Producer Ina Fichman and Maximage Productions and Wild Heart are also developing an extended tv project called Absolute tv, a series of hard-hitting, five- to seven-minute mini-reports from some of the country’s leading documentarians, including Peter Wintonick, who’s slated to host the program, Peter Raymont, Linda Lee Tracy and Ric Esther Bienstock, director of Ms. Conceptions, the ’96 Gemini doc winner.

Bainbridge says she was thrilled with their unexpected Gemini nomination (best writing in a doc program or series – Katerina Cizek, Els De Temmerman, Anna Van der Wee) for Van der Wee’s The Dead are Alive: Eyewitness in Rwanda, an account of war correspondent De Temmerman’s surreal journey through the horrific events of ’94.

cfcf-tv, whose programming vp Bill Merrill supports lots of worthy and under-budgeted documentary projects out of Montreal, Radio-Quebec (now Tele-Quebec) and tvontario broadcast the film in Canada with foreign sales to Europe, Japan and Asia by George Matta’s Mundovision and var of Belgium.

Last month, the film was honored at the first European Community Humanitarian Office Awards in Ireland and took home a Golden Gate award at the San Francisco International Film & Video Festival.

Wild Heart has an active office in Belgium headed by Van der Wee.

-New film projects

‘By February, we’ll have a dozen films in production and preproduction.
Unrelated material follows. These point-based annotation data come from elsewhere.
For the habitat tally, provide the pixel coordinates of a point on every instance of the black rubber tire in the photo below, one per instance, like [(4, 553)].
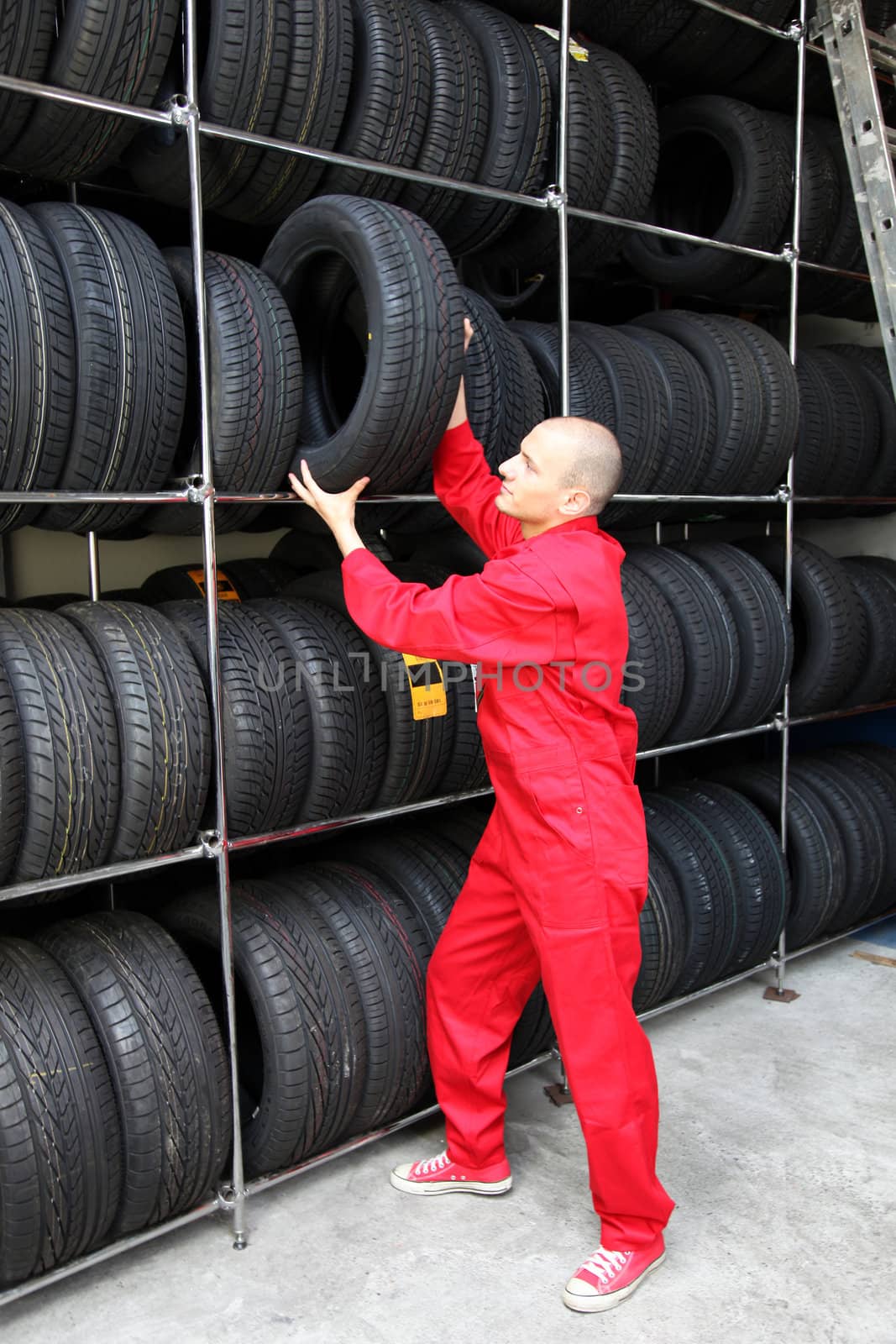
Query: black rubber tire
[(519, 124), (285, 1011), (656, 651), (708, 636), (418, 750), (757, 862), (71, 754), (815, 853), (36, 362), (878, 671), (391, 991), (347, 759), (411, 336), (164, 1053), (829, 625), (765, 633), (266, 732), (856, 819), (109, 49), (60, 1133), (255, 390), (164, 732), (26, 40), (752, 202), (130, 363), (501, 382), (736, 390), (458, 114), (663, 936), (707, 887), (389, 100)]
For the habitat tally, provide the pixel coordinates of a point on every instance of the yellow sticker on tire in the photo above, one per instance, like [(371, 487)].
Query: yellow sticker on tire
[(429, 698)]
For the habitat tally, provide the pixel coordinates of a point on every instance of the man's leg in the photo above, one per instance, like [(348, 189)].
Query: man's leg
[(483, 972)]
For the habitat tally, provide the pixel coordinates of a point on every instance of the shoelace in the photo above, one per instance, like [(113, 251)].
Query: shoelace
[(606, 1265), (432, 1164)]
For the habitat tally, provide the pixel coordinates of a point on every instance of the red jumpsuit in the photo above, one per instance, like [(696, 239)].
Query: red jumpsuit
[(558, 880)]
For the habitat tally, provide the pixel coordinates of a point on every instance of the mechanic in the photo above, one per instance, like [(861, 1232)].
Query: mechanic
[(558, 880)]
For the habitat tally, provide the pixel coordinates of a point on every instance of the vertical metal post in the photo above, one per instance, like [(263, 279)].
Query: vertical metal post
[(222, 857), (789, 507), (563, 222)]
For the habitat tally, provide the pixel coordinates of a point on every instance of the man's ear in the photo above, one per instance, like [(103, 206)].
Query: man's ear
[(575, 503)]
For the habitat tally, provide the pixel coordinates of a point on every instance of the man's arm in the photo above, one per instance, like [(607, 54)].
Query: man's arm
[(499, 616)]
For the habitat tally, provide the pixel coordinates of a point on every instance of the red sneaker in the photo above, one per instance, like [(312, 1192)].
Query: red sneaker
[(443, 1176), (609, 1277)]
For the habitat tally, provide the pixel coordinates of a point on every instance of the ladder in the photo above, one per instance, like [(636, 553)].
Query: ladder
[(853, 57)]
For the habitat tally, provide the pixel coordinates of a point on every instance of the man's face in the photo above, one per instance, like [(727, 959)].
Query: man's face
[(532, 490)]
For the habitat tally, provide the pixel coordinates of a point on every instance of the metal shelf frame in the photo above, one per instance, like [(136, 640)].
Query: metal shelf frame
[(217, 846)]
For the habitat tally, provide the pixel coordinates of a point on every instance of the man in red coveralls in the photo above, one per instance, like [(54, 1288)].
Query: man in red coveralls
[(559, 878)]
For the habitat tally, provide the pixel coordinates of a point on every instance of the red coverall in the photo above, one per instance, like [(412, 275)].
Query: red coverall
[(558, 880)]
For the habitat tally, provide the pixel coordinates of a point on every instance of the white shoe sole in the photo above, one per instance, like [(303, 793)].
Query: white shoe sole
[(450, 1187), (606, 1301)]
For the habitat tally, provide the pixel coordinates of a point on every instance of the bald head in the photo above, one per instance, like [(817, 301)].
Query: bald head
[(591, 457)]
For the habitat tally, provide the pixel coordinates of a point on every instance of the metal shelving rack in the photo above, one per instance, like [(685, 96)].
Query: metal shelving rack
[(215, 846)]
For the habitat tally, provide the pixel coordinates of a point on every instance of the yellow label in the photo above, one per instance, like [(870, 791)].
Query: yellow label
[(577, 50), (226, 591), (429, 702)]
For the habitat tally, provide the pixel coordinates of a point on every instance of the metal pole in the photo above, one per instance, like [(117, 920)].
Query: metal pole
[(191, 114), (563, 223), (789, 506)]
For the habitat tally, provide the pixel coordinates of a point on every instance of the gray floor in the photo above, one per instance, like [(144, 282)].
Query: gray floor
[(777, 1142)]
Normally this is the kind of thing we see in June,’ says Pierre Lafrance, director with the stcvq, Quebec’s freelance film technicians union.

The pre-spring lineup includes the Tormenta Productions (Largo) feature Affliction from director Paul Schrader; Le Dernier des Beauchesne, a Vision 4 sequel to Matusalem, Roger Cantin’s ‘millionaire’ box office family fantasy; The Sleep Room, a historical Zukerman/Cinar miniseries from director Anne Wheeler; and The Red Violin, a new Rhombus Media project with director Francois Girard, the same partners who produced the multiple Genie-winning (including best motion picture) Thirty-two Short Films About Glenn Gould.

Projects headed for preproduction next month include two new Jack Higgins cable movies from Telescene Film Group – Number of the Beast and Touch the Devil – apparently contingent on talks at natpe; Adam and Smoke, a new Allegro Films feature from producer Tom Berry; two Kingsborough Greenlight features – Nico the Unicorn from director Graeme Campbell and Owd Bob from busy director/dop Rodney Gibbons – with shooting planned for Quebec, Alberta and the Isle of Man. Gibbons is also slated to direct Asylum, a new Blackwatch Communications feature thriller from producer Bill Mariani.

Prepping is also set to begin soon on the second season of the Cinar Films series Lassie. Irene Litinsky is the producer.